ノーム・チョムスキーは1983年に、地球人類の言語には遺伝的に決定された普遍文法が存在するという仮説をもとに、宇宙人の言語は地球人類の普遍文法に反する可能性が高いことから、それを地球人類が自然に習得することは不可能であると主張した。チョムスキーによれば、地球人類は、例えば科学者が物理学の研究を行うのと同じように、「発見」という形で宇宙人の言語を学ばなければならないだろう[7]。
言語学者のケレン・ライスは、我々が言語に共通だと考えていること(時間や空間における位置付け、参加者について話すことなど)が根本的に違っているために地球人類の言語が出発点を提供しないという状況ではない限り、地球人類と宇宙人との間の基本的なコミュニケーションは可能であると主張している[8]。

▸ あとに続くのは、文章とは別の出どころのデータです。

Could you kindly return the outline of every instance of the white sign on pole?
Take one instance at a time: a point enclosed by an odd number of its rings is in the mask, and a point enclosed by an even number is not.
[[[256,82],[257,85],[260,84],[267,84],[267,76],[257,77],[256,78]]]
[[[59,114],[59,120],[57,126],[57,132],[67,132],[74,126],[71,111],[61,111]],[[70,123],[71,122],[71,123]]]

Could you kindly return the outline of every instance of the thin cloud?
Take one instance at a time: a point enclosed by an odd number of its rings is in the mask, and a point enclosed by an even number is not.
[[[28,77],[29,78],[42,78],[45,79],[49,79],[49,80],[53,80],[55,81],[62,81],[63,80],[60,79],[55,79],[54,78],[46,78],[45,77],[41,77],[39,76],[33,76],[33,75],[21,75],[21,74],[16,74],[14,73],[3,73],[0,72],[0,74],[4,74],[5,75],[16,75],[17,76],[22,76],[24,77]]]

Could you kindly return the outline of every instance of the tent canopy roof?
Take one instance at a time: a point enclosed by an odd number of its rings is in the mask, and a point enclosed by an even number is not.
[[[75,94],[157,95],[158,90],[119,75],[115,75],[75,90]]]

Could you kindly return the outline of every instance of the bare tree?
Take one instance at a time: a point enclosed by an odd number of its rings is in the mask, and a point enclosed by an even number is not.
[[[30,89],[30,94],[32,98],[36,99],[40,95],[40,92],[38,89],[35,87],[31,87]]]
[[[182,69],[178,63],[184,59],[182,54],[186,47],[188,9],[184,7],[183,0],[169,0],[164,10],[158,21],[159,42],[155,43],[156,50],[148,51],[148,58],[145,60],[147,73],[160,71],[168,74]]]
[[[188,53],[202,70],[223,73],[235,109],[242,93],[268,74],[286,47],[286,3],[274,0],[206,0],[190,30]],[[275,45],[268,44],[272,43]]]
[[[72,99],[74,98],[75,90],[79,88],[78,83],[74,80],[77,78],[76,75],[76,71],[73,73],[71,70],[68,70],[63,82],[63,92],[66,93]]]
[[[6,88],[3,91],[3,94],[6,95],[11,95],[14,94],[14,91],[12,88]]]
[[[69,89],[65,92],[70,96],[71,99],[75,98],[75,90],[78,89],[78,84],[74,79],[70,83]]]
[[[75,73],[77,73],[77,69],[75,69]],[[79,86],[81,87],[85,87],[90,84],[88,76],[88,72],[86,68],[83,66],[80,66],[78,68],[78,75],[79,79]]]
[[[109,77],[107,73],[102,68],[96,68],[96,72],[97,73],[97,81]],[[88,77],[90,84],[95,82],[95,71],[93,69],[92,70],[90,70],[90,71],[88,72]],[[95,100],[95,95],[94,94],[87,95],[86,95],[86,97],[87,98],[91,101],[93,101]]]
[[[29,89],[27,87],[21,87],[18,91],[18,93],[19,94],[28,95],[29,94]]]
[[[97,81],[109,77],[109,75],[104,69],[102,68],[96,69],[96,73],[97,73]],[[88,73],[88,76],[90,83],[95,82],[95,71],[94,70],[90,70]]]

マギル大学の言語学の教授であるジェシカ・クーンは、宇宙人とのコミュニケーションを主題とした2016年の映画『メッセージ』の制作に当たり、言語的な側面での助言を求められた。クーンは、作中に登場する宇宙人の図形言語は言語的な意味を持たないアートであることを認めつつ、この映画は、地球人の言語学者が宇宙人の言語を理解しようとする際に取るアプローチをかなり正確に描写していると述べた[9]。
ローレンス・ドイルらは、地球外知的生命体探査(SETI)において、宇宙人の言語の検出にジップの法則を適用することを提案している[10][11]。
ソロモン・ゴロムは、星間通信が行えるような無線送信機やその他の機器、あるいは最も初歩的な道具を超えたその他の技術を構築する能力を得るためには、何世代にも渡って知識を蓄積する必要があると主張した。ゴロムはさらに、他者から知識を学んだ者が、その知識を最初に作った者が死んだ後もそれを伝え続けることが要求されるため、文明を築くことができる存在は、情報は誰がそれを発してもその意味を保ち、ある世代が情報を遮断したり、誰がそれを発したかによって同じ言葉でも受け入れたり受け入れなかったりはしないということを、生得的に理解していなければならないと推論した。ゴロムは、この能力は情報を文化として蓄積するために必要なものであるから、それは文化の影響ではなく生得的なものでなければならないと主張した。ゴロムは、この能力があるおかげで、地球人類が地球外の言語を学ぶのに役立つ共通の言語基盤を作ることができると主張した[12]。
ケンブリッジ大学の言語学の教授で、地球外生命にメッセージを送るプロジェクトであるMETIインターナショナルの諮問委員の一人であるイアン・ロバーツは、「我々は、表現したいことを何でも表現できるオープンエンドのシステムという意味での言語を持つ唯一の種である」と述べている。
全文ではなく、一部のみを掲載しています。